感情調整とマインドフルネスは、トラウマ・インフォームドヨガが理論上もっとも直接的に働きかけるはずの領域です。そこで有意差が出ていないことは、機序の説明としてまだ穴があることを示しています。

退役軍人という研究上の文脈

統合された20試験のうち12試験が退役軍人を対象としていた——この偏りは、研究の背景を知らないと理解しにくい数字です。

米国では、イラク・アフガニスタンからの帰還兵におけるPTSDの有病率の高さと、既存治療からの高い脱落率が公衆衛生上の課題として認識され、退役軍人省(VA)と国防総省が補完的介入の研究に資金を投じてきました。ヨガ研究がこの集団に集中しているのは、臨床的な適合性というより研究資金の配分の結果という側面が大きいのです。

このことは結果の解釈に二重の影響を与えます。第一に、統合された効果量は「戦闘関連トラウマを持つ中高年男性が相当割合を占める集団」での推定値に寄ります。van der Kolk らの試験が対象とした「対人暴力による慢性PTSDの女性」とは、トラウマの種類も併存症の分布も異なります。

第二に、退役軍人を対象とした試験は、しばしば既存治療を受けている参加者を含みます。つまりヨガは「追加介入」として評価されており、単独治療としての効果を測っているわけではありません。メタアナリシスの平均年齢が51.3歳とやや高いのも、この集団構成を反映しています。

d = 1.07 と SMD = −0.51 の落差

2014年の単一試験が報告した効果量 d = 1.07 と、2024年のメタアナリシスが報告した SMD = −0.51(自己報告)には、倍以上の開きがあります。この落差は、医学研究でしばしば観察される現象の典型例です。

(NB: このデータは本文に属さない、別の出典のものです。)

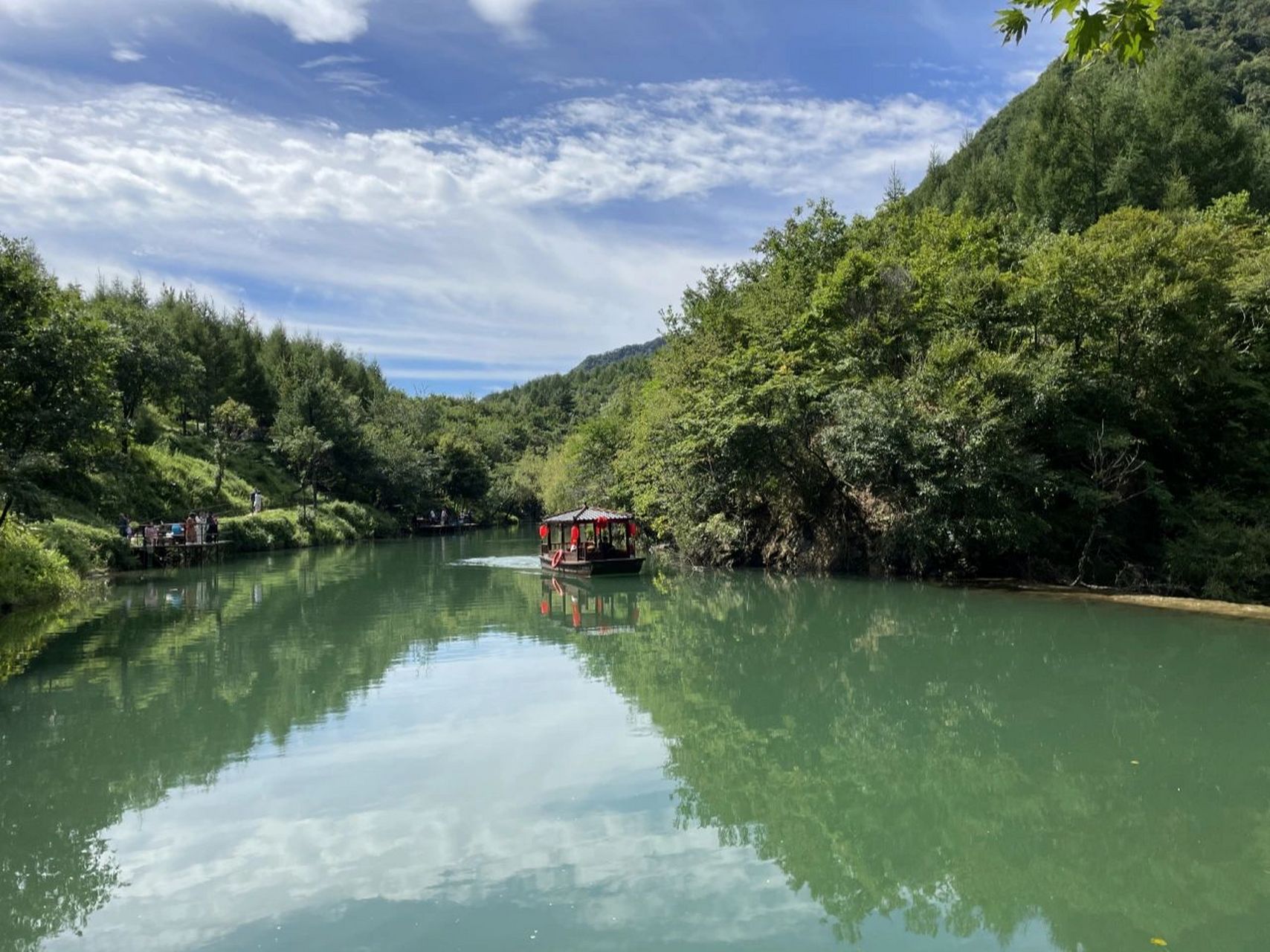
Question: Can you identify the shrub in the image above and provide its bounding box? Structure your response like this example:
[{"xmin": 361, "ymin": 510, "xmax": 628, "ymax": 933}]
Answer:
[
  {"xmin": 0, "ymin": 518, "xmax": 80, "ymax": 608},
  {"xmin": 32, "ymin": 518, "xmax": 132, "ymax": 576},
  {"xmin": 221, "ymin": 502, "xmax": 396, "ymax": 552}
]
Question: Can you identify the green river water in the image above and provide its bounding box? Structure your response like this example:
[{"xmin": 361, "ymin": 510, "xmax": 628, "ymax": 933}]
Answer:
[{"xmin": 0, "ymin": 533, "xmax": 1270, "ymax": 952}]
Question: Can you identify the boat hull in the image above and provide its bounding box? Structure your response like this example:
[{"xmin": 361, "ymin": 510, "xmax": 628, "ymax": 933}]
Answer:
[{"xmin": 538, "ymin": 556, "xmax": 644, "ymax": 577}]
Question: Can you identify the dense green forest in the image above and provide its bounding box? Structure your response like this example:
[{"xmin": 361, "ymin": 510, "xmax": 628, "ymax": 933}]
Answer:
[{"xmin": 0, "ymin": 0, "xmax": 1270, "ymax": 601}]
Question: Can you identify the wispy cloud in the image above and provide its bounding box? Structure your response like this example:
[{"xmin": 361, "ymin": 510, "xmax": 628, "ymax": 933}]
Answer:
[
  {"xmin": 300, "ymin": 54, "xmax": 367, "ymax": 70},
  {"xmin": 318, "ymin": 68, "xmax": 387, "ymax": 95},
  {"xmin": 0, "ymin": 70, "xmax": 976, "ymax": 380},
  {"xmin": 111, "ymin": 43, "xmax": 146, "ymax": 62},
  {"xmin": 0, "ymin": 0, "xmax": 372, "ymax": 43}
]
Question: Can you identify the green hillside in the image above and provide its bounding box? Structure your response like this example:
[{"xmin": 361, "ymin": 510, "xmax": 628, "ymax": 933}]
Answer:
[{"xmin": 912, "ymin": 0, "xmax": 1270, "ymax": 230}]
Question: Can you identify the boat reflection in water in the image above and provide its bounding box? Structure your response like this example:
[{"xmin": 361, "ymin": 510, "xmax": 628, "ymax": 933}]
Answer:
[{"xmin": 538, "ymin": 577, "xmax": 649, "ymax": 634}]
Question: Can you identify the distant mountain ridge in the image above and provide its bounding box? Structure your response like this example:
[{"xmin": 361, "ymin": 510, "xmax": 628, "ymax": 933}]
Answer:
[{"xmin": 569, "ymin": 337, "xmax": 665, "ymax": 373}]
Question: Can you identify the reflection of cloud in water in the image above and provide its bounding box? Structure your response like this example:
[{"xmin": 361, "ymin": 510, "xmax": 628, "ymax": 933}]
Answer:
[
  {"xmin": 42, "ymin": 638, "xmax": 828, "ymax": 950},
  {"xmin": 451, "ymin": 556, "xmax": 542, "ymax": 572}
]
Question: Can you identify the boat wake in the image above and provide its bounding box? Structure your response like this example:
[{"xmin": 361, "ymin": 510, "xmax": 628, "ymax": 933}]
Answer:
[{"xmin": 451, "ymin": 556, "xmax": 540, "ymax": 572}]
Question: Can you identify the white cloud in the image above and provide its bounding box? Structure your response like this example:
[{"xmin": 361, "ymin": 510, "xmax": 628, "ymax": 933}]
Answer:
[
  {"xmin": 0, "ymin": 68, "xmax": 973, "ymax": 380},
  {"xmin": 468, "ymin": 0, "xmax": 538, "ymax": 32},
  {"xmin": 216, "ymin": 0, "xmax": 371, "ymax": 43},
  {"xmin": 0, "ymin": 0, "xmax": 372, "ymax": 43},
  {"xmin": 111, "ymin": 43, "xmax": 146, "ymax": 62},
  {"xmin": 300, "ymin": 54, "xmax": 366, "ymax": 70}
]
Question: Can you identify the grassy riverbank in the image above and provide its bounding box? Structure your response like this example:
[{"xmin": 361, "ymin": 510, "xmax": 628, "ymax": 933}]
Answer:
[{"xmin": 0, "ymin": 432, "xmax": 400, "ymax": 609}]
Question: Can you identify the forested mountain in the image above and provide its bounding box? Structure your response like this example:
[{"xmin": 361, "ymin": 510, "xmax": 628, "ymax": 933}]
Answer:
[
  {"xmin": 573, "ymin": 337, "xmax": 665, "ymax": 373},
  {"xmin": 913, "ymin": 0, "xmax": 1270, "ymax": 230}
]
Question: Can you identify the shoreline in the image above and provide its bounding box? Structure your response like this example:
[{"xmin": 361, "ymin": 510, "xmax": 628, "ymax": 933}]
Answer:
[{"xmin": 960, "ymin": 579, "xmax": 1270, "ymax": 622}]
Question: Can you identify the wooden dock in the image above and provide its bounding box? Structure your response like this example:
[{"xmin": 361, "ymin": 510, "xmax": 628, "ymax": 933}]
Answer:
[{"xmin": 129, "ymin": 538, "xmax": 228, "ymax": 568}]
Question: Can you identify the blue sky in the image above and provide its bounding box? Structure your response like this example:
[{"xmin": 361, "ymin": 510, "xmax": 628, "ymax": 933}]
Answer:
[{"xmin": 0, "ymin": 0, "xmax": 1059, "ymax": 394}]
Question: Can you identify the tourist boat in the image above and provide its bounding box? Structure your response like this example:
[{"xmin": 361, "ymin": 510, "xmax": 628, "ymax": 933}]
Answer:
[{"xmin": 538, "ymin": 506, "xmax": 644, "ymax": 576}]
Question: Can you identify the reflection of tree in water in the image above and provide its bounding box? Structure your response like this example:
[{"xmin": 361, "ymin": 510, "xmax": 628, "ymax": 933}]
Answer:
[
  {"xmin": 0, "ymin": 548, "xmax": 457, "ymax": 948},
  {"xmin": 7, "ymin": 547, "xmax": 1270, "ymax": 952},
  {"xmin": 571, "ymin": 576, "xmax": 1270, "ymax": 951}
]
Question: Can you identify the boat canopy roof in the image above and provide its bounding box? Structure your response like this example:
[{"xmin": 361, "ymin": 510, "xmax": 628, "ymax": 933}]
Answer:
[{"xmin": 542, "ymin": 506, "xmax": 635, "ymax": 525}]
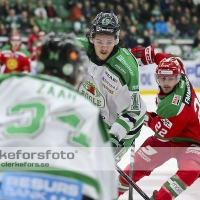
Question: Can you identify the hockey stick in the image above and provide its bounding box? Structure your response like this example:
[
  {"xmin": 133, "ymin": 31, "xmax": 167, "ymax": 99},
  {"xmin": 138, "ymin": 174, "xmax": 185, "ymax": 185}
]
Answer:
[
  {"xmin": 115, "ymin": 164, "xmax": 150, "ymax": 200},
  {"xmin": 128, "ymin": 139, "xmax": 135, "ymax": 200}
]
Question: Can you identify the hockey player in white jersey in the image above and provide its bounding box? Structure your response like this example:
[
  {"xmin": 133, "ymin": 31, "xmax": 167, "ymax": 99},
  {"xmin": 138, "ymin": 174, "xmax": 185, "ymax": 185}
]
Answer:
[{"xmin": 0, "ymin": 32, "xmax": 117, "ymax": 200}]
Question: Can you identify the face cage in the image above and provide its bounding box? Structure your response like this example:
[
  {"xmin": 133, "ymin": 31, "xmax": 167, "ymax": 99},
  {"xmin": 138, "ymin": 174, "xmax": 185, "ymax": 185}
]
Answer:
[
  {"xmin": 154, "ymin": 73, "xmax": 181, "ymax": 85},
  {"xmin": 89, "ymin": 30, "xmax": 120, "ymax": 46}
]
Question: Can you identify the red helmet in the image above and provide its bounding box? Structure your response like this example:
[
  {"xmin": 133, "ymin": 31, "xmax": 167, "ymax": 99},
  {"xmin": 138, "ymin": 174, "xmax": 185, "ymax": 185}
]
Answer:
[
  {"xmin": 156, "ymin": 57, "xmax": 181, "ymax": 76},
  {"xmin": 10, "ymin": 34, "xmax": 21, "ymax": 41}
]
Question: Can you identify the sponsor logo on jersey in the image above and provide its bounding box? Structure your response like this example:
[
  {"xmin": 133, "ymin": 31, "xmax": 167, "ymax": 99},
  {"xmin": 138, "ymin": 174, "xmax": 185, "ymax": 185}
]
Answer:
[
  {"xmin": 115, "ymin": 64, "xmax": 126, "ymax": 74},
  {"xmin": 172, "ymin": 94, "xmax": 181, "ymax": 106},
  {"xmin": 79, "ymin": 81, "xmax": 105, "ymax": 108},
  {"xmin": 6, "ymin": 58, "xmax": 18, "ymax": 70},
  {"xmin": 122, "ymin": 48, "xmax": 130, "ymax": 56},
  {"xmin": 132, "ymin": 85, "xmax": 139, "ymax": 90},
  {"xmin": 104, "ymin": 70, "xmax": 119, "ymax": 83},
  {"xmin": 183, "ymin": 76, "xmax": 192, "ymax": 106},
  {"xmin": 137, "ymin": 149, "xmax": 151, "ymax": 162},
  {"xmin": 161, "ymin": 119, "xmax": 172, "ymax": 129},
  {"xmin": 116, "ymin": 55, "xmax": 135, "ymax": 76},
  {"xmin": 102, "ymin": 76, "xmax": 116, "ymax": 90},
  {"xmin": 4, "ymin": 53, "xmax": 11, "ymax": 57},
  {"xmin": 158, "ymin": 70, "xmax": 173, "ymax": 75},
  {"xmin": 102, "ymin": 83, "xmax": 114, "ymax": 94}
]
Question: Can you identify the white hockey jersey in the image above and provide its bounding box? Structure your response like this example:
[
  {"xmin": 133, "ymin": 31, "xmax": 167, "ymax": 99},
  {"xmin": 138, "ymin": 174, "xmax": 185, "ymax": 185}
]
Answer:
[{"xmin": 0, "ymin": 73, "xmax": 117, "ymax": 200}]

新しい介入の初期の試験は、効果量を大きく報告する傾向があります。理由は複数あります。開発者自身が実施するため介入の質が最も高い状態で行われること(実施者忠実性)、小標本では偶然の大きな差が出やすいこと、そして肯定的な結果のほうが公表されやすいこと。その後、独立した研究者が異なる集団で再現を試みると、効果量は縮小するのが通例です。これを減衰効果(decline effect)と呼びます。

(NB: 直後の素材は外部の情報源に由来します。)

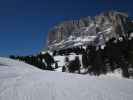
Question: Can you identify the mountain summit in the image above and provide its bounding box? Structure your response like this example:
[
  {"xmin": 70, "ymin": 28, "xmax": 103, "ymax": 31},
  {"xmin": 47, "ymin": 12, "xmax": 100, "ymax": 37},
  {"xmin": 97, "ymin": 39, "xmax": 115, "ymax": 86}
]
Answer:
[{"xmin": 47, "ymin": 11, "xmax": 133, "ymax": 50}]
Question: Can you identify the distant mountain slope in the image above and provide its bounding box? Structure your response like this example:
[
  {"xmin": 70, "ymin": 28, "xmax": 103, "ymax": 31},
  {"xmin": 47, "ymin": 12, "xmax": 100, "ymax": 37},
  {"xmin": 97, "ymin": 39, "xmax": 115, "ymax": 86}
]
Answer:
[{"xmin": 47, "ymin": 11, "xmax": 133, "ymax": 50}]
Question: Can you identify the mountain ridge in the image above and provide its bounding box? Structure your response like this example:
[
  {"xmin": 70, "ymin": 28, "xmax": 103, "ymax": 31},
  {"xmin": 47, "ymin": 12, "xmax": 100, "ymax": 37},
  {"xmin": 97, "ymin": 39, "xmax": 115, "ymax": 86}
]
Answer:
[{"xmin": 47, "ymin": 11, "xmax": 133, "ymax": 50}]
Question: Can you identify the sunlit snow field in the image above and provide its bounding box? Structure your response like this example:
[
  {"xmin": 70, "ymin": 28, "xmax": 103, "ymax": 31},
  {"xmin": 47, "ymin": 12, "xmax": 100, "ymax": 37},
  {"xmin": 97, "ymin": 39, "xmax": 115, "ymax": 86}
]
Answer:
[{"xmin": 0, "ymin": 58, "xmax": 133, "ymax": 100}]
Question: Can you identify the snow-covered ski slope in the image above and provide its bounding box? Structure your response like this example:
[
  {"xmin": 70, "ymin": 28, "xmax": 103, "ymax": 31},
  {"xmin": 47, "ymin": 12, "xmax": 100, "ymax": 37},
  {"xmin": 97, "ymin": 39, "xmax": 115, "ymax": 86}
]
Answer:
[{"xmin": 0, "ymin": 58, "xmax": 133, "ymax": 100}]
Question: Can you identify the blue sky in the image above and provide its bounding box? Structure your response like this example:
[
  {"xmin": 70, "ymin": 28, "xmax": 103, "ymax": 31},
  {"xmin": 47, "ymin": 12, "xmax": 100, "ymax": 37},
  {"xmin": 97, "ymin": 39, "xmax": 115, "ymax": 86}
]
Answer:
[{"xmin": 0, "ymin": 0, "xmax": 133, "ymax": 56}]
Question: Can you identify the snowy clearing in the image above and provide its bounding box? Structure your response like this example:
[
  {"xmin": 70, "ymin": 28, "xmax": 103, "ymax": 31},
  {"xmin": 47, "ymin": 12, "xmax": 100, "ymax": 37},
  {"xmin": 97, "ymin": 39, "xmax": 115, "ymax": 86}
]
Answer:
[{"xmin": 0, "ymin": 58, "xmax": 133, "ymax": 100}]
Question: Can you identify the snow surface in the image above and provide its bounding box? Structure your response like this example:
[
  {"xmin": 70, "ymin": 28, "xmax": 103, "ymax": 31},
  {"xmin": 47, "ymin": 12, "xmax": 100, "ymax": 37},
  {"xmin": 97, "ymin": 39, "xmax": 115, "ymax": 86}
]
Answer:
[{"xmin": 0, "ymin": 58, "xmax": 133, "ymax": 100}]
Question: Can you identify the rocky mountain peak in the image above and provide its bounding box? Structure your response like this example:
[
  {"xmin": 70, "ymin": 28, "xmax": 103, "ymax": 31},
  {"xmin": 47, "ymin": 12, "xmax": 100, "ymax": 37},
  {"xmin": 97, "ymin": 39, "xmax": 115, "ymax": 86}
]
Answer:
[{"xmin": 47, "ymin": 11, "xmax": 133, "ymax": 50}]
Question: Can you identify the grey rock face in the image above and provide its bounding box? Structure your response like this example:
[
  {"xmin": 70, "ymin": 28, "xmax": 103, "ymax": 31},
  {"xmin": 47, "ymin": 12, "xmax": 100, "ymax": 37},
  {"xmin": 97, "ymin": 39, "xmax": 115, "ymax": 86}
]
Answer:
[{"xmin": 47, "ymin": 11, "xmax": 132, "ymax": 50}]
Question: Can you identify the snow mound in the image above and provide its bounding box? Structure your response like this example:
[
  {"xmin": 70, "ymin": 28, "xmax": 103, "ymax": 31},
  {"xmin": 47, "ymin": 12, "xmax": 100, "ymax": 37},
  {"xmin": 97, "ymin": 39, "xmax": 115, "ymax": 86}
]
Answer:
[{"xmin": 0, "ymin": 58, "xmax": 133, "ymax": 100}]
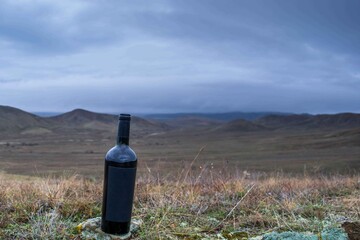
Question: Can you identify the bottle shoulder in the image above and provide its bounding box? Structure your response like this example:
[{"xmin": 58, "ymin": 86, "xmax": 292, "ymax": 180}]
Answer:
[{"xmin": 105, "ymin": 144, "xmax": 137, "ymax": 162}]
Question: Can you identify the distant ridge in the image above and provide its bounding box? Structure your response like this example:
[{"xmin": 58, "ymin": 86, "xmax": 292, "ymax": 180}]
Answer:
[
  {"xmin": 0, "ymin": 106, "xmax": 170, "ymax": 134},
  {"xmin": 215, "ymin": 119, "xmax": 269, "ymax": 132},
  {"xmin": 49, "ymin": 109, "xmax": 117, "ymax": 125},
  {"xmin": 0, "ymin": 106, "xmax": 360, "ymax": 135},
  {"xmin": 143, "ymin": 112, "xmax": 291, "ymax": 121},
  {"xmin": 255, "ymin": 113, "xmax": 360, "ymax": 129},
  {"xmin": 0, "ymin": 106, "xmax": 51, "ymax": 133}
]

したがって「Cohen’s d = 1.07」という数字を単独で引用し、確立した治療と同等であるかのように示すのは、2024年のデータを踏まえれば正確ではありません。現時点で参照すべき推定値は、単一試験の d ではなく、統合された SMD のほうです。

「すべての試験がバイアスリスク高」の意味

メタアナリシスは、統合した20試験すべてを「高いバイアスリスク」と判定しました。判定の主な理由は、結果の測定に関する領域——つまり参加者を盲検化できず、主要評価が自己報告であることです。

著者ら自身が、Cochrane の評価ツール(RoB 2)は行動的介入に対して厳しすぎる可能性があると注記しています。これは公平な指摘です。運動や心理社会的介入では、参加者の盲検化は原理的に不可能であり、どれだけ丁寧に設計してもこの項目で減点されます。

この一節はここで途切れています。